XRP is currently navigating a pivotal moment as it holds critical support around $1.30, amidst ongoing selling pressure that has tested the resolve of bulls for weeks. The price is at a genuine inflection point, with recent analysis from Arab Chain indicating a significant structural development in May that contextualizes the current support test.
In May, XRP inflows to Binance plummeted to just 215 million XRP, the lowest level recorded since the beginning of 2026, representing an estimated value of approximately $292 million. This figure, while stark, gains importance when placed within the broader context of the cryptocurrency market, where previous active periods saw inflows at multiples of this level, driven by heightened trading activity, speculative engagement, and large holder repositioning during significant price movements.
The decline in inflows to Binance is noteworthy, coinciding with the ongoing uncertainty that has permeated the cryptocurrency market. However, the implications for XRP extend beyond general market caution; a reduction in tokens arriving on Binance suggests a tightening supply available for potential sale on the exchange that accounts for the largest share of global XRP volume.
The Retreat of Sellers
According to Arab Chain’s analysis, the May inflow figures reflect a marked decrease in XRP reaching the world’s largest exchange, hinting at a significant shift away from selling intent among investors. Typically, investors transferring XRP to Binance are preparing to trade or sell, whereas those holding XRP off the exchange demonstrate a tendency to hold their assets. The historically low inflow numbers for May indicate that the latter behavior has become increasingly dominant.
The gradual trend of declining inflows since the start of the second quarter adds weight to this signal. This pattern suggests a market where rapid speculation has given way to prolonged holding periods and diminished short-term trading activity. Importantly, while a decrease in inflows does not inherently signal a bullish trend, it does clearly indicate a reduction in immediate selling intent. Combined with XRP’s price stabilization around $1.30, this low inflow environment outlines a market where supply for immediate sale on Binance is tightening.
XRP Tests Key Support Zone
XRP continues to face sustained pressure, trading below all major moving averages, a technical structure that reflects broader market weakness since the start of the year. After failing to maintain a recovery above $1.45 in mid-May, XRP has drifted back toward the critical support zone of $1.30, which has consistently acted as a demand area throughout the second quarter.
The current trading position around $1.30 follows a loss of short-term support from the 50-day moving average, while the 50-day, 100-day, and 200-day moving averages remain aligned bearishly, indicating ongoing momentum favoring sellers despite previous recovery attempts. The volume during this decline has also been relatively muted, suggesting that the latest downward movement is being driven more by a lack of buyers than by aggressive selling.

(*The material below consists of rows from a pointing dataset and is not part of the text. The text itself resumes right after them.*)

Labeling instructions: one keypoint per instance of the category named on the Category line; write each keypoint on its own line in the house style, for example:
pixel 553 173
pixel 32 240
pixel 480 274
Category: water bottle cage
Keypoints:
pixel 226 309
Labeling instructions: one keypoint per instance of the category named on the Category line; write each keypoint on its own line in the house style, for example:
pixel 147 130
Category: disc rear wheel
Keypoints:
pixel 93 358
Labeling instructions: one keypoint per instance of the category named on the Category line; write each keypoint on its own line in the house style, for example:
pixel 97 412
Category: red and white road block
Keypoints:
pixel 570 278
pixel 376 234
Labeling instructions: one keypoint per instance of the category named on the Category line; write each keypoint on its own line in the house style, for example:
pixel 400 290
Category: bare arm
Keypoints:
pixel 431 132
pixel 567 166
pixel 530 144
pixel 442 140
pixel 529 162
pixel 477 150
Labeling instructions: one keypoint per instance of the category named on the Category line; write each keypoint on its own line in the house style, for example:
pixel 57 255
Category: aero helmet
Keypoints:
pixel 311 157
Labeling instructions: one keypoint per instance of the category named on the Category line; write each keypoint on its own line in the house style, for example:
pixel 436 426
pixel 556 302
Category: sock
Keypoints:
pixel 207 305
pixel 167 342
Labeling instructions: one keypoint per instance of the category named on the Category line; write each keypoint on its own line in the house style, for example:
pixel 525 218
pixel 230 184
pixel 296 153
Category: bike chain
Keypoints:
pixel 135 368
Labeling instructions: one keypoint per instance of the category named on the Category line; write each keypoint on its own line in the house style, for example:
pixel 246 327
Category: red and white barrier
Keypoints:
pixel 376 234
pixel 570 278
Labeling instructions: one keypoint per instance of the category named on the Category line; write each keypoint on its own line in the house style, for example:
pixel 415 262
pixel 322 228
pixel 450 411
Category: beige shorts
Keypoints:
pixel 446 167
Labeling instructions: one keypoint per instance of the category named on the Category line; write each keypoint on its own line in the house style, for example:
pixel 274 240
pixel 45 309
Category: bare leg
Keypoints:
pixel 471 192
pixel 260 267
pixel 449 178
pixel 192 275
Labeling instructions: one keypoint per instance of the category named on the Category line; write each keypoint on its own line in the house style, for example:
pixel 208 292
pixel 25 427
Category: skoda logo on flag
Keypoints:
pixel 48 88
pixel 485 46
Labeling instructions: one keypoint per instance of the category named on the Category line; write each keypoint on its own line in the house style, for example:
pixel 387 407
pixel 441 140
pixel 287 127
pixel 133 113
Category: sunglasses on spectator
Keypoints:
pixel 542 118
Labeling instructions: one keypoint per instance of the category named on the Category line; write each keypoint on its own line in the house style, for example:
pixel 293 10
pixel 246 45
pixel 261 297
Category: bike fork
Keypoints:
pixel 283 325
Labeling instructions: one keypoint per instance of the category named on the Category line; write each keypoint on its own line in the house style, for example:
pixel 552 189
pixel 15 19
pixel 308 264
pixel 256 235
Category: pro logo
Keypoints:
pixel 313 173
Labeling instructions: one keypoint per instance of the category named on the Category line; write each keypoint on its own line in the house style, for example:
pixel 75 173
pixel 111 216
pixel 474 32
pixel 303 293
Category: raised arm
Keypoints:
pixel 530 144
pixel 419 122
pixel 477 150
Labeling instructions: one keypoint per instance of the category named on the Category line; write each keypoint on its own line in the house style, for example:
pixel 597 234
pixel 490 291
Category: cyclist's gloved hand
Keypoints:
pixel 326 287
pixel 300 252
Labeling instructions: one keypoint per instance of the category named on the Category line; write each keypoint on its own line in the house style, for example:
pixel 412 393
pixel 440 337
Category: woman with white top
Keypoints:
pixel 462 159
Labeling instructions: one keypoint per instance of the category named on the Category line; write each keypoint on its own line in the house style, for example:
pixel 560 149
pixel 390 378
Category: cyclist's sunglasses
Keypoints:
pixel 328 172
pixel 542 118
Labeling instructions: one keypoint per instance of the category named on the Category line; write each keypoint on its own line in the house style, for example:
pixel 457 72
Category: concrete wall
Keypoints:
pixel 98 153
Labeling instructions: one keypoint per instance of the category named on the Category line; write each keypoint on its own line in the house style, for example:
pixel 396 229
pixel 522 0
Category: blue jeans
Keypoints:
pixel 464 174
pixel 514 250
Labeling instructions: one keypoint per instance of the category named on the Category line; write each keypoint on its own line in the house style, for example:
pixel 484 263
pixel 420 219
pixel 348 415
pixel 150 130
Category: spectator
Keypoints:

From a structural perspective, the $1.28-$1.30 region is critical to monitor. A decisive drop below this support could expose the April lows near $1.24 and potentially set the stage for a deeper retracement towards the $1.15-$1.20 area. Conversely, for bulls to establish a more favorable outlook, reclaiming the cluster of moving averages near $1.35-$1.40 is essential. Until this occurs, XRP remains ensnared in a neutral-to-bearish consolidation range, with sellers maintaining a slight edge, even amid the recent downturn in exchange inflows.